My OB put in orders for recurrent pregnancy loss blood work to see if we can figure something out since Prague is our right now. I know I don’t know if this pregnancy is yet lost, but..
The bloodwork is: Lupus anticoagulant, Anticardiolipin antibody, and Anti-Beta 2 Glycoprotein IgG/IgM.
not that I want them to find something.. but it would be nice to have answers (with a possible solution!)
 
That's a good idea! If they find something there may be an easy fix.

Have you been tested for the MTHFR mutation? If not, I'd ask your doctor for that as well.

How are your tests looking?
 
I haven’t been tested for that but if we get no answers I’ll ask about it.

my lines are barely there today. Which I figured. AF will be here tonight or tomorrow. Right on time.

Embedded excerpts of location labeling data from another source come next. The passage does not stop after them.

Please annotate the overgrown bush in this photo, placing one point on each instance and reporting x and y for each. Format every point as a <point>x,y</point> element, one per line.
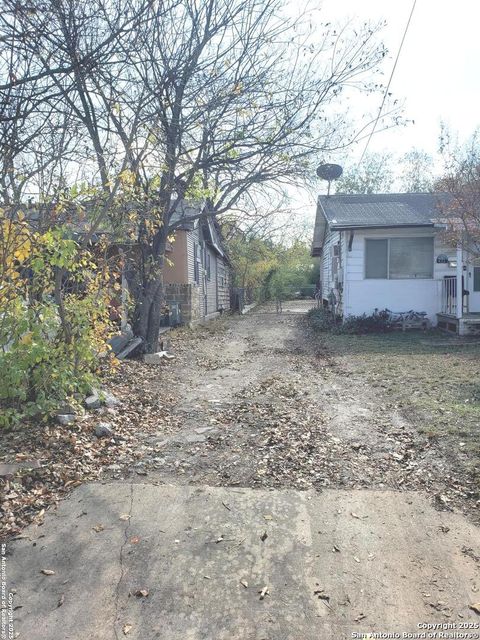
<point>54,321</point>
<point>323,320</point>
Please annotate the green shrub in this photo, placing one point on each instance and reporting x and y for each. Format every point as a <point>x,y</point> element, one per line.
<point>41,370</point>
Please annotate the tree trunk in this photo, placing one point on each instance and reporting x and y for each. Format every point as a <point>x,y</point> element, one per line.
<point>148,308</point>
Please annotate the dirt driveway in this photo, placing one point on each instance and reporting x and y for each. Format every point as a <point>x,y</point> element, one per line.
<point>285,501</point>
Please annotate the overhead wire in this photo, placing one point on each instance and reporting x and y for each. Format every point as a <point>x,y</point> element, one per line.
<point>386,92</point>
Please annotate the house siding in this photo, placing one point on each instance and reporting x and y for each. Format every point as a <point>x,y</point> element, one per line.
<point>211,283</point>
<point>223,279</point>
<point>193,237</point>
<point>362,295</point>
<point>327,275</point>
<point>175,268</point>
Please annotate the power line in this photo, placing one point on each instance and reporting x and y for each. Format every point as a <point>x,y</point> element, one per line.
<point>389,83</point>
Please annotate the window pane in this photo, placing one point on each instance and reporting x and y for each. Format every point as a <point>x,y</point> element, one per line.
<point>376,258</point>
<point>411,258</point>
<point>476,278</point>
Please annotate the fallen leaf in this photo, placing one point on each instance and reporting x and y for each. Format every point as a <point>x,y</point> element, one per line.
<point>264,592</point>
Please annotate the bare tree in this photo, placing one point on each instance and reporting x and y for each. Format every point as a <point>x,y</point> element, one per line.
<point>461,183</point>
<point>206,101</point>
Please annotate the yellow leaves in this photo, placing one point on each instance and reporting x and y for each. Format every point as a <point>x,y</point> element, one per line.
<point>27,338</point>
<point>127,178</point>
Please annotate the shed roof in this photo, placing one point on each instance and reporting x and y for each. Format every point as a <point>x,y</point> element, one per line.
<point>382,209</point>
<point>376,210</point>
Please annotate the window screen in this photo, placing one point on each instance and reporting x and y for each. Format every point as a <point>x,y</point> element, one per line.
<point>196,270</point>
<point>397,258</point>
<point>411,258</point>
<point>376,259</point>
<point>476,278</point>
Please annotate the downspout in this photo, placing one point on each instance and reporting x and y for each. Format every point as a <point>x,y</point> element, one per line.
<point>459,277</point>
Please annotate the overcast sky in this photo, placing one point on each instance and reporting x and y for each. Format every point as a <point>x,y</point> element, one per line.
<point>438,71</point>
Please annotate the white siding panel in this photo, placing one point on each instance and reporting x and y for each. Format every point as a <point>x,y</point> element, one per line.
<point>365,295</point>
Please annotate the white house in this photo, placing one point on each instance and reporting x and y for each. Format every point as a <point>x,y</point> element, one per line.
<point>388,251</point>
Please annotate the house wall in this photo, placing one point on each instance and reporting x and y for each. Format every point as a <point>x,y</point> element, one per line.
<point>363,295</point>
<point>190,299</point>
<point>175,268</point>
<point>326,263</point>
<point>223,276</point>
<point>192,237</point>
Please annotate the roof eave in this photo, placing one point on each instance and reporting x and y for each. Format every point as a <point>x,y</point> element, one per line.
<point>347,227</point>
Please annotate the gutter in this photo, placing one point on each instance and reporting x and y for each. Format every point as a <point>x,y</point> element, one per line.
<point>348,227</point>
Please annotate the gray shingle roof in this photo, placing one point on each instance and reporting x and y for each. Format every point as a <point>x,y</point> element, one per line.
<point>381,210</point>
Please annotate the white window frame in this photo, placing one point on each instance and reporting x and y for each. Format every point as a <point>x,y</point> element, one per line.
<point>388,238</point>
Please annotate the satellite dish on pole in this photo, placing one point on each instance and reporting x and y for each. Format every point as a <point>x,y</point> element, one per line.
<point>329,172</point>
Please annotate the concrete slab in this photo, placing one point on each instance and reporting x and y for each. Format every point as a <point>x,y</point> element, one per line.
<point>381,561</point>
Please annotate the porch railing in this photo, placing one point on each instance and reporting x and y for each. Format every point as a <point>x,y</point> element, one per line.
<point>449,295</point>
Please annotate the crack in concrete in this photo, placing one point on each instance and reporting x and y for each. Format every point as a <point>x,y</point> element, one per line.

I will say that at least my cycles are becoming more regular-ish..this cycle was only 43 days last cycle was 53, before that 56 and before that 69. So I have one positive thing.
 
I'm so sorry Tb Why is this happening!!

I like that your cycles are becoming more regular. That's a good sign!
 
It’s so hard now. It’s like I almost expect to be pregnant now every cycle but I don’t expect anything to come of it. I really hope we get some answers with my blood work. Something is wrong for this to have happened seven times now. I feel like there has to be a fix that isn’t just IVF. Idk.

I also had to pay for my embryo storage today so that was ironic.. and two years ago on this day I started CD1 for IVF. If I could have I perfect 28 day cycle and Concieve (and keep it) that baby would be due the same time as Kaydence.
 
:( There has to be something that can be done!! How long do you have to wait to get the results? Hoping you'll have a perfect 28-day cycle and have 2 birthdays to celebrate in March!!

Sending lots of hugs!
 
No Tb! I'm so sorry this keeps happening. I hope that the blood work will give you some answers. Sensing all my love!
 
I got two tests back- thyroid is looking good and the anti coagulant lupus test was negative.

I decided to do a monitored cycle so maybe we can see more into what’s happening? I guess my lining could still be an issue too. I go in for a baseline on Tuesday. I’m just so sad because I can’t even go get my embabies. I hope something gets figured out soon!!
 
Really hope the monitored cycle gives you some insight into what's going on! So wish you could go get your embabies!